Protean Agonism at α2A-Adrenoceptors

  1. Christian C. Jansson1,3,
  2. Jyrki P. Kukkonen1,2,4,
  3. Johnny Näsman4,
  4. Ge Huifang1,3,
  5. Siegfried Wurster3,5,
  6. Raimo Virtanen5,
  7. Juha-Matti Savola5,
  8. Vic Cockcroft5 and
  9. Karl E. O. Åkerman4
  1. 1Department of Biochemistry and Pharmacy (C.C.J., J.P.K., G.H.),2Turku Centre for Biotechnology (J.P.K.), Åbo Akademi University, Turku, Finland, 3Department of Pharmacology and Clinical Pharmacology, University of Turku, Turku, Finland (C.C.J., G.H., S.W.), 4Department of Physiology and Medical Biophysics, Uppsala University, Uppsala, Sweden (J.P.K., K.E.O.A, J.N.), and 5Orion-Corporation, Orion-Pharma, Turku, Finland (S.W., R.V., J.-M.S., V.C.)

    Abstract

    The coupling of the endogenously expressed α2A-adrenoceptors in human erythroleukemia cells (HEL 92.1.7) to Ca2+ mobilization and inhibition of forskolin-stimulated cAMP production was investigated. The two enantiomers of medetomidine [(±)-[4-(1-[2,3-dimethylphenyl]ethyl)-1H-imidazole]HCl] produced opposite responses. Dexmedetomidine behaved as an agonist in both assays (i.e., it caused Ca2+ mobilization and depressed forskolin-stimulated cAMP production). Levomedetomidine, which is a weak agonist in some test systems, reduced intracellular Ca2+ levels and further increased forskolin-stimulated cAMP production and therefore can be classified as an inverse agonist. A neutral ligand, MPV-2088, antagonized responses to both ligands. Several other, chemically diverse α2-adrenergic ligands also were tested. Ligands that could promote increases in Ca2+ levels and inhibition of cAMP production could be classified as full or partial agonists. Their effects could be blocked by the α2-adrenoceptor antagonist rauwolscine and by pertussis toxin treatment. Some typical antagonists such as rauwolscine, idazoxan, and atipamezole had inverse agonist activity like levomedetomidine. The results suggest that the α2A-adrenoceptors in HEL 92.1.7 cells exist in a precoupled state with pertussis toxin-sensitive G proteins, resulting in a constitutive mobilization of intracellular Ca2+ and inhibition of cAMP production in the absence of agonist. This constitutive activity can be antagonized by inverse agonists such as levomedetomidine and rauwolscine. Levomedetomidine can be termed a “protean agonist” because it is capable of activating uncoupled α2-adrenoceptors in other systems and inhibiting the constitutive activity of precoupled α2-adrenoceptors in HEL 92.1.7 cells. With this class of compounds, the inherent receptor “tone” could be adjusted, which should provide a new therapeutic principle in receptor dysfunction.

    Footnotes

    • Send reprint requests to: Karl E. O. Åkerman, Uppsala University, Department of Physiology and Medical Biophysics, BMC, P.O. Box 572, S-75123 Uppsala, Sweden. E-mail: karl.akerman{at}fysiologi.uu.se

    • This work was supported by the Borg Foundation, Magnus Ehrnrooth Foundation, Technology Development Center of Finland, Sigrid Jusélius Foundation, Swedish Medical Research Council, and Cancer Research Fund of Sweden.

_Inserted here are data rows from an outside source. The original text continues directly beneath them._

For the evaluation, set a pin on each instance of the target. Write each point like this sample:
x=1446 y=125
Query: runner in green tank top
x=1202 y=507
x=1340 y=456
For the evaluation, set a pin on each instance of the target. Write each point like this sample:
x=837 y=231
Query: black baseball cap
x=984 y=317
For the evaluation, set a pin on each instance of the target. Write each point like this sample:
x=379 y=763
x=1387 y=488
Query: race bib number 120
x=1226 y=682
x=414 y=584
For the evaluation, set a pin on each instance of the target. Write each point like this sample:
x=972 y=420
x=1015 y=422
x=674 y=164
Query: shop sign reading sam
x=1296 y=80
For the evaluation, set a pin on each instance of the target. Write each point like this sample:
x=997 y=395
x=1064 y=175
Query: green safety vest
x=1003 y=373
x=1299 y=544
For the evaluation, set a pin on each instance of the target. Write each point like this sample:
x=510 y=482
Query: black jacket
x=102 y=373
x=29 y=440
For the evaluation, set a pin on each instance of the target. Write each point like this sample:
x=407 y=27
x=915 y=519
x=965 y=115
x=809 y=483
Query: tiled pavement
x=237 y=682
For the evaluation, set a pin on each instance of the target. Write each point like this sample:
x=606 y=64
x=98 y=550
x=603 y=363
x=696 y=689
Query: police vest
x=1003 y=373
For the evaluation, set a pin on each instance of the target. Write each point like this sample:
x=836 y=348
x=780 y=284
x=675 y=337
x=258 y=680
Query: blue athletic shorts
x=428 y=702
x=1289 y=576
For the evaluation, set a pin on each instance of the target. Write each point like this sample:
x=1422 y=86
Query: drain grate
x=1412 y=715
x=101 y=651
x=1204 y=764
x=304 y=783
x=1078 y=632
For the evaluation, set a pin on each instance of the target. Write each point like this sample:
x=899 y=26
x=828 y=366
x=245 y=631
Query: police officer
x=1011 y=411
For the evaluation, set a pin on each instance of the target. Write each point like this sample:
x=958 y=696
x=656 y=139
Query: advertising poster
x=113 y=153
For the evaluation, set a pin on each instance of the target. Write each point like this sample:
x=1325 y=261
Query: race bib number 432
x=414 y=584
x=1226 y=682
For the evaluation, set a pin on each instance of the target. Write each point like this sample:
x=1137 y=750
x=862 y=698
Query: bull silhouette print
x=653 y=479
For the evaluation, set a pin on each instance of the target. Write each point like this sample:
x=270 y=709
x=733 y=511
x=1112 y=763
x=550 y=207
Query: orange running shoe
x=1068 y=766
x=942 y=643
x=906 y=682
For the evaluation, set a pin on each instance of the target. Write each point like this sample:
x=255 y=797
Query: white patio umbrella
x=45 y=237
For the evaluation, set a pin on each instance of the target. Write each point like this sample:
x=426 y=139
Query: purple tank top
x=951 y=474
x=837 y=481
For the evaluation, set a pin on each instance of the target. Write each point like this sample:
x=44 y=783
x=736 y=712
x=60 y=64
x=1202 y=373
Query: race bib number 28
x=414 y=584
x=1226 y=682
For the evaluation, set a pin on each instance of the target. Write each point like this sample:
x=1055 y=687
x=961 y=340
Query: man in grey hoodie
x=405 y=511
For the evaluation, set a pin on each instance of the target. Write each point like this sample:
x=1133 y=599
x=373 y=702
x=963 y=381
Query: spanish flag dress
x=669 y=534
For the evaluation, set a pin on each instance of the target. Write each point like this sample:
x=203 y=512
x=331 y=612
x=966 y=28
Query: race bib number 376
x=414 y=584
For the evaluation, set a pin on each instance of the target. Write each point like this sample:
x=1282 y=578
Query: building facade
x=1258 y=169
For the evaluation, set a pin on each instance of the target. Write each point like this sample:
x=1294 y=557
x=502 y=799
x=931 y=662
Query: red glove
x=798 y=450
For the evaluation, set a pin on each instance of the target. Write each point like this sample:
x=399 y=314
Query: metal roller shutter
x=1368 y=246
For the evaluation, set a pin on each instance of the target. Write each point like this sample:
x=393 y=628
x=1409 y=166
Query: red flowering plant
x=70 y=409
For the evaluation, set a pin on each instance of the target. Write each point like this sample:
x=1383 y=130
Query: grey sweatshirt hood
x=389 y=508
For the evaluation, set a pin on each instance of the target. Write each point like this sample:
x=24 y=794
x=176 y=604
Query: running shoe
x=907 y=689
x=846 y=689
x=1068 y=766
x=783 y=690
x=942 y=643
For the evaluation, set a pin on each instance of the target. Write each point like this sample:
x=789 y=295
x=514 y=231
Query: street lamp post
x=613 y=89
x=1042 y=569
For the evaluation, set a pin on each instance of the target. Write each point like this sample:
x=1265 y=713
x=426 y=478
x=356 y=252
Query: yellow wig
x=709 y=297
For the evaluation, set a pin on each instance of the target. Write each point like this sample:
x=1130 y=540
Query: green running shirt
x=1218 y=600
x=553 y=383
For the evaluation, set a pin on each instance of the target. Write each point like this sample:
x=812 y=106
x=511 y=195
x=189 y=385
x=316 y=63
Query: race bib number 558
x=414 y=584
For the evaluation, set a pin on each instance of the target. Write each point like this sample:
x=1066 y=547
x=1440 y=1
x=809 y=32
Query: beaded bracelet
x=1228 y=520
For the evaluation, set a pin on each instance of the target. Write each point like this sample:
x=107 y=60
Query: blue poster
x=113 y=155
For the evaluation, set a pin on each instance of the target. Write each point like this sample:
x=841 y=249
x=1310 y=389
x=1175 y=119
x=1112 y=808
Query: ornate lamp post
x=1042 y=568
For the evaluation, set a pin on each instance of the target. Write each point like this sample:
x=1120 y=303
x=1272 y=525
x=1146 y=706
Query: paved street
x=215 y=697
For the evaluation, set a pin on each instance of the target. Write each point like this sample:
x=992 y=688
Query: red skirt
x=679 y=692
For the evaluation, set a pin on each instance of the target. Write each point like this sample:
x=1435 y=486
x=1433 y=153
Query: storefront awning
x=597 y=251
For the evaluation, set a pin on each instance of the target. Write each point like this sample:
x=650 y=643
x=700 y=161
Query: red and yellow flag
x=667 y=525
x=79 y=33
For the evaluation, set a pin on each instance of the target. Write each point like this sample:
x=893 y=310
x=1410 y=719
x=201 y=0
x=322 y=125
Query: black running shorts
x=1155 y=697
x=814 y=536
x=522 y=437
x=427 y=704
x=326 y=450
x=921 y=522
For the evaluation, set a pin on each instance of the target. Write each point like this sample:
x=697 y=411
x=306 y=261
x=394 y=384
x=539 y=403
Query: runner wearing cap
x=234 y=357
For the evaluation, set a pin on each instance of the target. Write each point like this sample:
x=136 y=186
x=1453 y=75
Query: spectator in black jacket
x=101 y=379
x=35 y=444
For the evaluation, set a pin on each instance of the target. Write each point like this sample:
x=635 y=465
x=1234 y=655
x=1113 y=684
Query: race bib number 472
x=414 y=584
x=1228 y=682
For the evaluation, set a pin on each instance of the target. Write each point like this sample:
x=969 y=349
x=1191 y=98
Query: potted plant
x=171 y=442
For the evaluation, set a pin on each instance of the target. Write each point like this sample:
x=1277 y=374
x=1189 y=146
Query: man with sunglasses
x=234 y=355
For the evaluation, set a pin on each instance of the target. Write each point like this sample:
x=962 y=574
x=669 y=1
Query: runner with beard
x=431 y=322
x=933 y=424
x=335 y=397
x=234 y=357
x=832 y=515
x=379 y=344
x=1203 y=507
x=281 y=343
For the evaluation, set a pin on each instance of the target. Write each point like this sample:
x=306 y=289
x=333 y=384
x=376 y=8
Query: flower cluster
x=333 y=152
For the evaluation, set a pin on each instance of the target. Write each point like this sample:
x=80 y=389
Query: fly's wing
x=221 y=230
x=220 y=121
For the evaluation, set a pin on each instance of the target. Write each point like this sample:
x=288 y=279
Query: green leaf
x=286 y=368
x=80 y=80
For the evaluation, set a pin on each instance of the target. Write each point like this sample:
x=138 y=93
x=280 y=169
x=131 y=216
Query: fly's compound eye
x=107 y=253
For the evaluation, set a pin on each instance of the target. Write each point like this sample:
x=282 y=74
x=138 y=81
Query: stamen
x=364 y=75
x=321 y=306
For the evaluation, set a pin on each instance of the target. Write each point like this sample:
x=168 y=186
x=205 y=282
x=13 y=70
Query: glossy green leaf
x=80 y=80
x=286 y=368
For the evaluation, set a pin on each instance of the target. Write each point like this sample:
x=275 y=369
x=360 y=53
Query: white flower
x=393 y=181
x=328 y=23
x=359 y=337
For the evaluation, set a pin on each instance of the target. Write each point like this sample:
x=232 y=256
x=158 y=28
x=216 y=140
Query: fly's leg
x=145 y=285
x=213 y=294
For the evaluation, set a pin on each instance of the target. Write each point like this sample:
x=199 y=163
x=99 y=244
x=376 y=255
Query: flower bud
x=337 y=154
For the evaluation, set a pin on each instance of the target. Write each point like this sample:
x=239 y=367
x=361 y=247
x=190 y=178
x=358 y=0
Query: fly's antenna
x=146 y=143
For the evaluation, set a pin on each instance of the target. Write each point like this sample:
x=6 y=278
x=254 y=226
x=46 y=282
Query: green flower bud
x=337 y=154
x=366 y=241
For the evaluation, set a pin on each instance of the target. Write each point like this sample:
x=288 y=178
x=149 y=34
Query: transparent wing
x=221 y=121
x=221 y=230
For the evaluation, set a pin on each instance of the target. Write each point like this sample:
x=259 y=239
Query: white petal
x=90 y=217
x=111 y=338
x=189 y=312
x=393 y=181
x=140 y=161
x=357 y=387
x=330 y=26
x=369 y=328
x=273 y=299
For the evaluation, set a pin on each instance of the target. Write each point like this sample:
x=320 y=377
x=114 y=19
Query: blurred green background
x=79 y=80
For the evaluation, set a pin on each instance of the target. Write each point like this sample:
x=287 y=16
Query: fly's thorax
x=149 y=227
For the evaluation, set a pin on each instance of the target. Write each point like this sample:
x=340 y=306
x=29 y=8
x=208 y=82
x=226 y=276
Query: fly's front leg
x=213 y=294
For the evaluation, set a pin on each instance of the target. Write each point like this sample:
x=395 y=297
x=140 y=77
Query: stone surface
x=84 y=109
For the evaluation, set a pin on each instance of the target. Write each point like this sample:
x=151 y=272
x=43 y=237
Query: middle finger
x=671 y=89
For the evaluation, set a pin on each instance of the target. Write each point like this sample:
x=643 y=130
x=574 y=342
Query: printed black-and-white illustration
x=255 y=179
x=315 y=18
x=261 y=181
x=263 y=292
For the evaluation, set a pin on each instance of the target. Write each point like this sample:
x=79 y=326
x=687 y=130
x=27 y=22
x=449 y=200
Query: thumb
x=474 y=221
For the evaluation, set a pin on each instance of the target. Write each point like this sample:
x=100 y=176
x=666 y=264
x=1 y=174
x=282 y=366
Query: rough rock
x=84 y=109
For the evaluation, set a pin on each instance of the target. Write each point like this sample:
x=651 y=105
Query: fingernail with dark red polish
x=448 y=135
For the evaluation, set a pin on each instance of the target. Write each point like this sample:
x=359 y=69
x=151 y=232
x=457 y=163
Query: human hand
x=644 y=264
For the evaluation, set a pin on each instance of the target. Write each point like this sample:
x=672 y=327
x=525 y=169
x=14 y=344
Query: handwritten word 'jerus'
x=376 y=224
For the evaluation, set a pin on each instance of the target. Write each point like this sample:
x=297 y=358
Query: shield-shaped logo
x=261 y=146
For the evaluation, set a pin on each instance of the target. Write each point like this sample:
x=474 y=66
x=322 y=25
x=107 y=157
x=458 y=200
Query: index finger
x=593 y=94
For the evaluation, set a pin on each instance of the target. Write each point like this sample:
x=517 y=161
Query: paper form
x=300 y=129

    • C.C.J. and J.P.K. contributed equally to this work.

    • Abbreviations:
      [Ca2+]i
      intracellular free Ca2+ concentration
      IBMX
      3-isobuthyl-1-methyl-xanthine
      TES
      2-([2-hydroxy-1,1-bis(hydroxymethyl)ethyl]amino)ethanesulfonic acid
      TBM
      TES-buffered medium
      clonidine
      2-(2,6-dichloroaniline)-2-imidazoline HCl
      guanabenz
      1-(2,6-dichlorobenzylideneamino)guanidine)
      guanfacine
      N-(aminoiminomethyl)-2,6-dichlorobenzenacetamide
      idazoxan
      (±)-2-(1,4-benzodioxan-2-yl)-2-imidazoline HCl
      oxymetazoline
      (3-[4,5-dihydro-1H-imidazol-2-yl]-methyl)-6-(1,1-dimethylethyl)-2,4-dimethylphenol HCl
      propranolol
      (±)-1-(isopropylamino)-3-(1-naphthyloxy)-2-propanol HCl
      naphazoline
      4,5-dihydro-2-(1-naphthalenylmethyl)-1H-imidazole
      xylazine
      N-(2,6-dimethylphenyl)-5,6-dihydro-4H-1,3-thiazin-2-amine HCl
      rauwolscine
      17α-hydroxy-20α-yohimban-16β-carboxylic acid methyl ester HCl
      tizanidine
      5-chloro-4-(2-imidazolin-2-yl-amino)-2,1,3-benzothiadiazole
      atipamezole
      4(5)-(2-ethyl-indan-2-yl)imidazole HCl
      detomidine
      4(5)-(2,3-dimethylbenzyl)imidazole]HCl
      medetomidine
      (±)-[4-(1-[2,3-dimethylphenyl]ethyl)-1H-imidazole]HCl
      dexmedetomidine
      (+)-(S)-4-(1-[2,3-dimethylphenyl]ethyl)-1H-imidazole]HCl
      levomedetomidine (−)-(R)-4-(1-[2
      3-dimethylphenyl]ethyl)-1H-imidazole HCl
      EGTA
      ethylene glycol bis(β-aminoethyl ether)-N,N,N′,N′-tetraacetic acid
      HEPES
      4-(2-hydroxyethyl)-1-piperazineethanesulfonic acid
      • Received September 10, 1997.
      • Accepted February 4, 1998.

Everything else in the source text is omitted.